I am a practicing general internist, health services researcher and pharmacoepidemiologist. My research examines three interrelated areas of medication use: (1) patient-physician communication and decision-making regarding prescription drugs, (2) population-based patterns and determinants of pharmaceutical use, and (3) the impact of changes in pharmaceutical policy on pharmaceutical expenditures and utilization. To examine these areas, I use data gathered from patient and physician surveys and secondary data sources including pharmacy and health claims and national audits of ambulatory-based care.

My first research area has examined patient-physician communication and decision-making regarding prescription drugs costs. This has been a fundamental yet little explored problem in clinical care. Out-of-pocket prescription costs are persistent source of public concern, they modify the demand for prescription drugs, and they are associated with a variety of barriers to quality of care. As a Robert Wood Johnson Clinical Scholar, I conducted a paired-survey study of patients and physicians that indicated poor patient-physician communication about out-of-pocket costs. This led to several subsequent investigations, including the identification of barriers to communication, strategies that physicians can use to assist patients burdened by out-of-pocket costs, and consideration of new ethical challenges to physicians in the era of cost-sharing. I have also undertaken a series of inquiries examining the economic implications of common clinical prescribing decisions, including the use of a fixed dose combination medicine compared with its component parts, the provision of three-month rather than one-month supplies and the use of free pharmaceutical samples. Most recently, I completed a randomized controlled trial of a behavioral intervention to reduce patients' prescription costs.

A second focus of mine has been to explore population-based patterns and determinants of pharmaceutical use. The earliest of these analyses examined the overutilization of Cyclooxygenase (Cox-2) inhibitors beyond the population that stood to gain the most from their use. Our analyses demonstrated the challenge of limiting innovative therapies to the settings in which they are initially targeted and maximally beneficial. For policy-makers, these data provide a cautionary tale, since they have implications for drug regulation, such as the level of evidence of safety and efficacy that should be required to obtain FDA approval. They also demonstrate why technology assessments, including cost-effectiveness analyses, must consider the "real-world" application of new innovations, and indeed how such applications can ultimately undermine the added value that the innovation may offer. My collaborators and I have conducted several other studies examining the diffusion and uptake of pharmaceuticals using both proprietary and public data. We are currently focused on the quality of ambulatory care, especially for chronic conditions such as asthma, diabetes, and cardiovascular disease.

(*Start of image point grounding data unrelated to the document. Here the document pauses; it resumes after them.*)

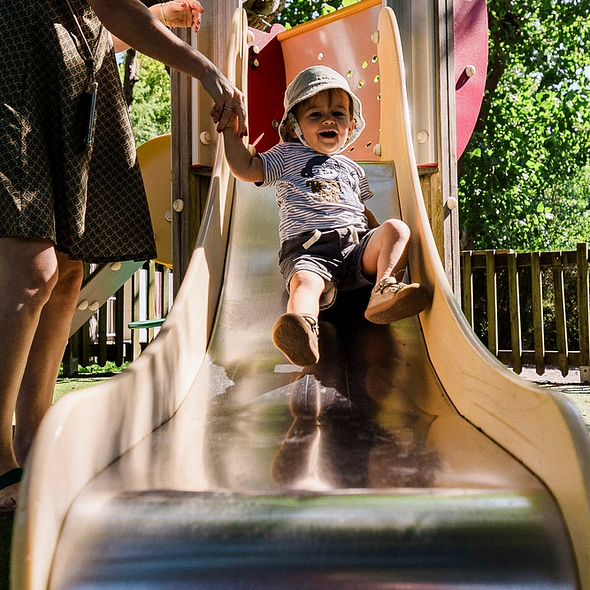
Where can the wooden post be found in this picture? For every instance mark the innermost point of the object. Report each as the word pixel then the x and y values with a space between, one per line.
pixel 492 305
pixel 193 134
pixel 560 321
pixel 447 146
pixel 467 290
pixel 538 325
pixel 583 311
pixel 514 302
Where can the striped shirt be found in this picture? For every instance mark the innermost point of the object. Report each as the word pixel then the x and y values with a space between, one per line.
pixel 315 191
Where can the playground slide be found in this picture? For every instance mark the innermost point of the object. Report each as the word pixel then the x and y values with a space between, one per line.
pixel 407 458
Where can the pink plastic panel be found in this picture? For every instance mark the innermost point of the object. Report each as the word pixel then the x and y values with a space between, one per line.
pixel 471 62
pixel 342 40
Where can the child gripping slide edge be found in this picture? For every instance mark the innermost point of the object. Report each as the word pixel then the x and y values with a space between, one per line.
pixel 329 240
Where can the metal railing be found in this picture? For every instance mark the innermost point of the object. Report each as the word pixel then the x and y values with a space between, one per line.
pixel 107 335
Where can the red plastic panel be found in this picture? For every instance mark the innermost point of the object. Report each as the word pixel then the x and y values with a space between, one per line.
pixel 266 87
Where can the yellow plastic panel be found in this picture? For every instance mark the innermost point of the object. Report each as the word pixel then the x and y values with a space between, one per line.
pixel 154 161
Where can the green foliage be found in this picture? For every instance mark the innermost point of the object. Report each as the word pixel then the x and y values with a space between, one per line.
pixel 150 110
pixel 300 11
pixel 524 175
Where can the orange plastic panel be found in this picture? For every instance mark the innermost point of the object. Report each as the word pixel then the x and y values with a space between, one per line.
pixel 343 40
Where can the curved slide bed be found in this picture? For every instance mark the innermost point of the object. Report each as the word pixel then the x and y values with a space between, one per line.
pixel 408 458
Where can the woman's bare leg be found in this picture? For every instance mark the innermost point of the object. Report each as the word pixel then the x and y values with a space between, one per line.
pixel 29 273
pixel 38 383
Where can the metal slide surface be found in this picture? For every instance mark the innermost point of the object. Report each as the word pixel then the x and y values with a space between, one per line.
pixel 355 473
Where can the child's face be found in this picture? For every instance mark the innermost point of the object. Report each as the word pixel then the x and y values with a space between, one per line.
pixel 325 121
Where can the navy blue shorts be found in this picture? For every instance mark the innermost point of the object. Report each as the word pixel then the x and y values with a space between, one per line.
pixel 336 256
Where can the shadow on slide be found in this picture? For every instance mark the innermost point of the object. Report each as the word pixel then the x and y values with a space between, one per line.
pixel 407 458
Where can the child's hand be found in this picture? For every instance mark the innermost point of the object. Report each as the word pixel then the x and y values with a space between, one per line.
pixel 232 123
pixel 184 14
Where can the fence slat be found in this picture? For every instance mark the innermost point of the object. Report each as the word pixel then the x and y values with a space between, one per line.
pixel 514 303
pixel 492 302
pixel 467 289
pixel 151 304
pixel 102 335
pixel 560 322
pixel 583 306
pixel 538 325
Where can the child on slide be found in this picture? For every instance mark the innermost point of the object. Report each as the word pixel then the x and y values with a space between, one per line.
pixel 329 240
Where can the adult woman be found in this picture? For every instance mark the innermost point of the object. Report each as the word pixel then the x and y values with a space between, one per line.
pixel 70 188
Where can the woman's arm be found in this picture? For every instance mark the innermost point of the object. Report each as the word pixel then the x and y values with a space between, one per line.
pixel 172 14
pixel 134 24
pixel 242 163
pixel 371 218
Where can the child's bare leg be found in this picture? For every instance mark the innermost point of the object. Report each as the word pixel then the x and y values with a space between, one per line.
pixel 386 257
pixel 386 253
pixel 295 333
pixel 305 290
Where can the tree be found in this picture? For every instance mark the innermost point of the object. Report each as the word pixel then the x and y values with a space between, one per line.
pixel 150 109
pixel 524 175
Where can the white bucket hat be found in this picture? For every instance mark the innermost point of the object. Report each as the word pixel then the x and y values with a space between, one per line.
pixel 307 84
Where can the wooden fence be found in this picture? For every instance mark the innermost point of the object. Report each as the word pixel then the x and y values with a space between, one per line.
pixel 107 335
pixel 530 308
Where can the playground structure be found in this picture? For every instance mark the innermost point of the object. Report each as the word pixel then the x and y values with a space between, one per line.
pixel 409 457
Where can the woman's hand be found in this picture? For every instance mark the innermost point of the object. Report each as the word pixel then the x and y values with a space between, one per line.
pixel 182 14
pixel 229 102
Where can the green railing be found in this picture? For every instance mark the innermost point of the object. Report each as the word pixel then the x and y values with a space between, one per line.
pixel 530 307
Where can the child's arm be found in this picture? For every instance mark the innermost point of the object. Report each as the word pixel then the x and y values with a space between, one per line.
pixel 371 218
pixel 242 163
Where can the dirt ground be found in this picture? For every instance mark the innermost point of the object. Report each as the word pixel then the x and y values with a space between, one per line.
pixel 578 393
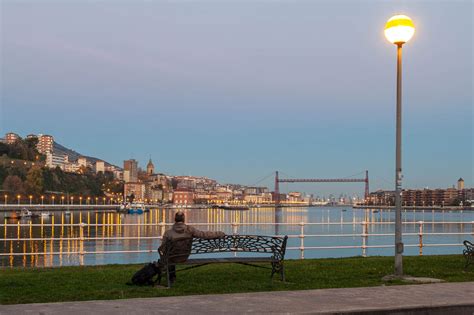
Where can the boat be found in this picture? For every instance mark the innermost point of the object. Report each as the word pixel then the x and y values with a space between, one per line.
pixel 232 207
pixel 25 213
pixel 124 207
pixel 136 208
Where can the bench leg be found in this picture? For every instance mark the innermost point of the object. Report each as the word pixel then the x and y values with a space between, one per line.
pixel 277 266
pixel 469 259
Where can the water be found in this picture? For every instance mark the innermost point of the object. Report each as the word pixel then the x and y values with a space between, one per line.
pixel 343 223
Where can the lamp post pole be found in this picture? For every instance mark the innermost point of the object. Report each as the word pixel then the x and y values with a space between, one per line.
pixel 398 169
pixel 398 30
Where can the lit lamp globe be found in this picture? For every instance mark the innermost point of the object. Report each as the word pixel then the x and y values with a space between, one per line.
pixel 399 29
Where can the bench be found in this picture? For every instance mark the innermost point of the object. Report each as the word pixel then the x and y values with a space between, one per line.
pixel 270 245
pixel 468 253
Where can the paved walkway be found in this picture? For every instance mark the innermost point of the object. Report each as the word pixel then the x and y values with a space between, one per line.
pixel 439 298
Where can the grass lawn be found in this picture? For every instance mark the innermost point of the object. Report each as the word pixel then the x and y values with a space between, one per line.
pixel 35 285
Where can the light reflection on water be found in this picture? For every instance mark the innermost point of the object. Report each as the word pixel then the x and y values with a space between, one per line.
pixel 330 221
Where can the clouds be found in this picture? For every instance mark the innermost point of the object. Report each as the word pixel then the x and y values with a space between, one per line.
pixel 305 86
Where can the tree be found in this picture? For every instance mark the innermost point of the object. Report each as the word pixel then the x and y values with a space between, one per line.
pixel 14 184
pixel 34 181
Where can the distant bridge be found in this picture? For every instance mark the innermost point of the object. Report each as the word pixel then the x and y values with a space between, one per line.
pixel 319 180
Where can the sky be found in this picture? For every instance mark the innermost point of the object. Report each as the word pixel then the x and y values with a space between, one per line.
pixel 235 90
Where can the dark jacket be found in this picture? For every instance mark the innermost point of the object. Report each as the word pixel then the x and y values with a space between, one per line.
pixel 182 231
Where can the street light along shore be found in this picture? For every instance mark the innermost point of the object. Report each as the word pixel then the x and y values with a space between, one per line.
pixel 399 29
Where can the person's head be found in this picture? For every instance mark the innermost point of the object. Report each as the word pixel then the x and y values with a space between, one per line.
pixel 179 216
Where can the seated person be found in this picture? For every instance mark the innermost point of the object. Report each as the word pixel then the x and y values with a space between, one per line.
pixel 178 231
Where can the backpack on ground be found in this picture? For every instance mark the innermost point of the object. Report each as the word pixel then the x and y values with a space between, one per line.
pixel 145 275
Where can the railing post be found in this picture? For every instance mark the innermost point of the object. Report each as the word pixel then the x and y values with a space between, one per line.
pixel 420 237
pixel 234 228
pixel 234 232
pixel 365 235
pixel 301 236
pixel 81 241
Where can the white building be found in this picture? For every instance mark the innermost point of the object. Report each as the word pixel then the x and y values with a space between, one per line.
pixel 99 166
pixel 53 160
pixel 82 161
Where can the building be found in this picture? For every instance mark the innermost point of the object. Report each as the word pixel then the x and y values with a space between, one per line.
pixel 99 166
pixel 54 160
pixel 45 144
pixel 130 168
pixel 134 190
pixel 150 168
pixel 183 197
pixel 11 138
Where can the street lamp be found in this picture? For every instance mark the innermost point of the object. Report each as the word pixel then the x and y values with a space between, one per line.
pixel 399 30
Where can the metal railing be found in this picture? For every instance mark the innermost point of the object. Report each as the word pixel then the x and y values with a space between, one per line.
pixel 364 236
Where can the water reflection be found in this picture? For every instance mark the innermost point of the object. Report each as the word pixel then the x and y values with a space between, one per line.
pixel 38 241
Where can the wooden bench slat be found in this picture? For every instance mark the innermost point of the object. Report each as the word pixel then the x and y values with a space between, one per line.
pixel 227 260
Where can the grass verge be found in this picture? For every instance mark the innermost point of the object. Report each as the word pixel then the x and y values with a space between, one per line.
pixel 38 285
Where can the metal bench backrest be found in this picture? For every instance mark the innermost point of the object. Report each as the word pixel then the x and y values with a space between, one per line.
pixel 230 243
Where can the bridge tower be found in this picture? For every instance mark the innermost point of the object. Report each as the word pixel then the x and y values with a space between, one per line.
pixel 277 190
pixel 366 185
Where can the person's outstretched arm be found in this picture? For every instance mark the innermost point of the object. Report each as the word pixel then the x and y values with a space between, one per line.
pixel 205 234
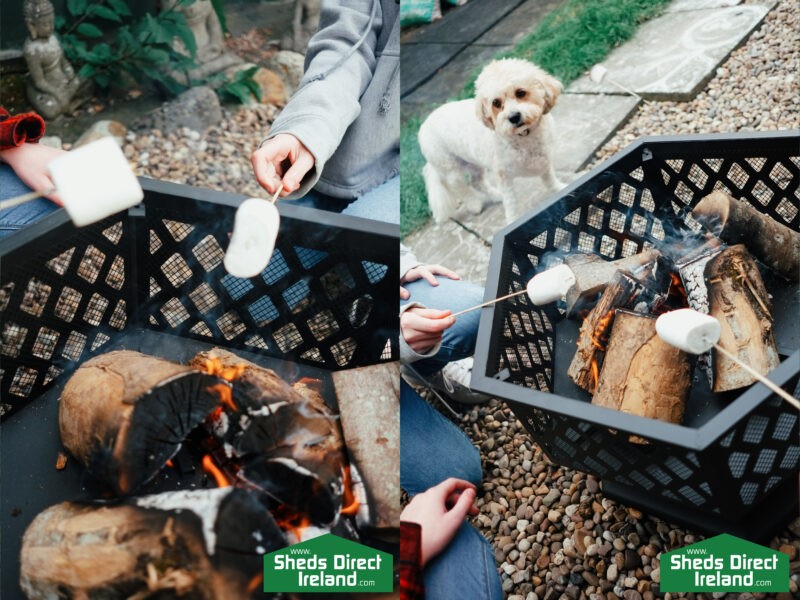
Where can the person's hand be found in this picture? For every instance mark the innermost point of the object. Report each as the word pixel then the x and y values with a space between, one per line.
pixel 440 511
pixel 282 159
pixel 29 162
pixel 426 272
pixel 422 328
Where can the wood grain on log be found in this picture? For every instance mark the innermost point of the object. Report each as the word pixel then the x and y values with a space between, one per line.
pixel 736 222
pixel 205 544
pixel 643 375
pixel 369 405
pixel 739 300
pixel 124 414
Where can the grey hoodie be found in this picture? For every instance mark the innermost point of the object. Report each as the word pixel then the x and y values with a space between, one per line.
pixel 347 108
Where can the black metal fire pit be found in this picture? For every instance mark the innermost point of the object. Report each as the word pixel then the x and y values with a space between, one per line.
pixel 732 465
pixel 152 280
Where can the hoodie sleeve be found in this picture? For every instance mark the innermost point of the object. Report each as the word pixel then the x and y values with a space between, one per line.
pixel 340 62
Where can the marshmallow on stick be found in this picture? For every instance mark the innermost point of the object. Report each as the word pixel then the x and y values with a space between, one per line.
pixel 255 230
pixel 95 181
pixel 695 332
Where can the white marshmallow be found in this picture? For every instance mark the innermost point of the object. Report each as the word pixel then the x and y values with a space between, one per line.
pixel 689 330
pixel 255 230
pixel 550 285
pixel 597 73
pixel 95 181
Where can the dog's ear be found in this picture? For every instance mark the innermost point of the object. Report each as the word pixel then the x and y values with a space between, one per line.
pixel 552 90
pixel 484 112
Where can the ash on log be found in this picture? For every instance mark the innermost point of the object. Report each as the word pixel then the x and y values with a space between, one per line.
pixel 739 300
pixel 281 439
pixel 124 414
pixel 643 293
pixel 643 375
pixel 738 222
pixel 204 544
pixel 592 275
pixel 368 400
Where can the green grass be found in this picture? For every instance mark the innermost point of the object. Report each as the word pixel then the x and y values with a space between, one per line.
pixel 566 43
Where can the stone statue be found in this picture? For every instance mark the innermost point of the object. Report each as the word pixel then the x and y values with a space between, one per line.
pixel 211 55
pixel 53 87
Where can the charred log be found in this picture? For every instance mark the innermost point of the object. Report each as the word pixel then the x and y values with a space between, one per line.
pixel 738 222
pixel 593 274
pixel 124 414
pixel 740 302
pixel 206 544
pixel 368 400
pixel 643 375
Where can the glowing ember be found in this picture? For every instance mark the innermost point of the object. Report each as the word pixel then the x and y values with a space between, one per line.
pixel 212 469
pixel 350 503
pixel 291 521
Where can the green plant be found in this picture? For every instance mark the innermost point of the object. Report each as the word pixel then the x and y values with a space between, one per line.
pixel 243 88
pixel 111 47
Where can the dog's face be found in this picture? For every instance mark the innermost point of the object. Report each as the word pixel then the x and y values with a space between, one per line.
pixel 512 95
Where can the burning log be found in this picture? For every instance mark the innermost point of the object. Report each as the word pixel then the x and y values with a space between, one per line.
pixel 643 293
pixel 774 243
pixel 592 275
pixel 124 414
pixel 740 302
pixel 283 442
pixel 642 374
pixel 204 544
pixel 368 400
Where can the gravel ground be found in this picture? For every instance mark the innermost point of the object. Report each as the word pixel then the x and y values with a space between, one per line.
pixel 554 534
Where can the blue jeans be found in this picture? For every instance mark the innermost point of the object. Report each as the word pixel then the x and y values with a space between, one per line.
pixel 379 204
pixel 431 450
pixel 459 340
pixel 17 217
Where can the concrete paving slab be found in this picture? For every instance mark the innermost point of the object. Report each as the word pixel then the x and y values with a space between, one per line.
pixel 517 24
pixel 420 62
pixel 450 245
pixel 673 57
pixel 463 24
pixel 681 5
pixel 584 122
pixel 449 81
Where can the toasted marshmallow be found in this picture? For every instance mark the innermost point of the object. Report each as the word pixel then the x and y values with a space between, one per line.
pixel 95 181
pixel 255 230
pixel 550 285
pixel 689 330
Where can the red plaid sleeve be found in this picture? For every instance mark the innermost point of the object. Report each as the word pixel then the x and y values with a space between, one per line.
pixel 16 130
pixel 411 583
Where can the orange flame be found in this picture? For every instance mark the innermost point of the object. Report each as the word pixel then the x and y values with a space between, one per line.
pixel 350 504
pixel 291 521
pixel 225 394
pixel 212 469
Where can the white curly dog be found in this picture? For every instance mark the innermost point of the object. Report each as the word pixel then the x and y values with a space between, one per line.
pixel 476 148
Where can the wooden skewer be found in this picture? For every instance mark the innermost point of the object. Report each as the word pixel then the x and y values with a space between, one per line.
pixel 476 307
pixel 16 201
pixel 274 198
pixel 781 392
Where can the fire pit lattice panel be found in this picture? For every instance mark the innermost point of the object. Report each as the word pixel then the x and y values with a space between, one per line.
pixel 61 302
pixel 736 453
pixel 67 292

My final area of investigation has examined the impact of changes in pharmaceutical policy on health expenditures, utilization and outcomes. These studies began with a major change in pharmaceutical policy, the Medicare Modernization Act Part D Prescription Drug Benefit, combined with timely access to unique data from a national retail pharmacy chain. Our analyses represented some of the first rigorous investigations of Part D since the program's inception in January 2006 and our findings have been widely used by policy-makers to understand the program's impact. More recently, my interest in regulatory policy has extended to examining FDA advisories. This work began with analyses examining risk communications regarding the use of atypical antipsychotics in the elderly with dementia and the use of rosiglitazone among patients with diabetes. Since then, we have extended this work to examine a series of other FDA advisories with a focus on those issued for psychotropic therapies.